Moving forward: RQ5. Who sets Trump’s agenda?
In my post on media effects, I mentioned that Donald Trump himself had essentially become a media outlet as far as news information flows were concerned. He both creates and distributes content (specifically his rallies and Twitter feed), which has significant intermedia agenda setting effects on both traditional and non-traditional news sources. At the same time, there’s ample evidence that those same sources have significant agenda setting effects on Trump:
Everything suggests Trump tweets not some strategic 3-dimensional chess distraction plan. He just watches cable news all the time and reacts https://t.co/2IVXMlcbho
— Jonathan Ladd (@jonmladd) November 29, 2016
Several seemingly out-of-left-field tweets by Trump, both during and after the campaign, have later been connected to the times that cable news aired a story on that topic. He’s also apparently responded to a variety of online stories, such as Vanity Fair‘s thorough trashing of the steakhouse in Trump Tower. Of course, we also know that Breitbart and its coterie of white nationalist ducklings have his ear as well. All of these things contribute to setting Trump’s agenda, while he, in turn, contributes to setting the agenda of the mainstream press and political social media.
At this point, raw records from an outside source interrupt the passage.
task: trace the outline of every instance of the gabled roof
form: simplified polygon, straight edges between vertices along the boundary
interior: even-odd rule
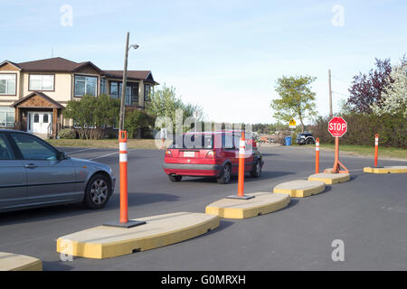
[[[24,97],[24,98],[15,101],[10,107],[15,107],[18,105],[20,105],[23,102],[24,102],[25,100],[27,100],[28,98],[33,97],[34,95],[38,95],[38,96],[42,97],[43,98],[44,98],[45,100],[47,100],[48,102],[52,103],[52,105],[55,106],[55,108],[63,108],[63,106],[61,103],[59,103],[58,101],[53,100],[52,98],[48,97],[46,94],[44,94],[43,92],[40,92],[40,91],[33,91],[33,92],[30,93],[28,96],[26,96],[26,97]]]
[[[55,71],[71,72],[80,63],[68,61],[62,57],[18,63],[23,70],[28,71]]]
[[[12,61],[4,61],[3,62],[0,63],[0,66],[3,66],[3,65],[5,64],[5,63],[9,63],[9,64],[14,66],[14,67],[15,67],[16,69],[18,69],[19,70],[21,70],[21,67],[20,67],[17,63],[12,62]]]
[[[108,78],[123,79],[123,70],[103,70],[103,75]],[[145,80],[153,84],[159,84],[153,79],[150,70],[128,70],[128,79]]]

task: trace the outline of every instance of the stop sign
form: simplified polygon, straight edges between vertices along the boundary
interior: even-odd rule
[[[334,137],[341,137],[346,133],[347,123],[341,117],[335,117],[328,123],[328,132]]]

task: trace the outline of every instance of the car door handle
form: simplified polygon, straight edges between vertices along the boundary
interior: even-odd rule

Since Trump tweets fairly often but almost never talks to the press (remember, he’s a media outlet, not a source), we have access to a pretty good representation of his agenda. Comparing the topics he tweets about with a timeline of cable news topics and the Twitter feeds of big online publications (including traditional outlets) would provide a good sense of where his moment-by-moment agenda — which will ultimately be filtered through to the traditional press — is coming from. This could also offer a pathway to resistance of a president that will be uniquely concerned with media and appearances. Taking a cue from his response to Vanity Fair, understanding where his agenda is built could allow for an organized campaign of, to be blunt, insults and disrespect centered around places he is most likely to see them. Trump is working with a margin of about 80,000 votes in three states, no established networks of political allegiance, and a hair-trigger temper; sowing dissension along the edges of his coalition by provoking a negative agenda could be a successful form of asymmetrical guerrilla politics.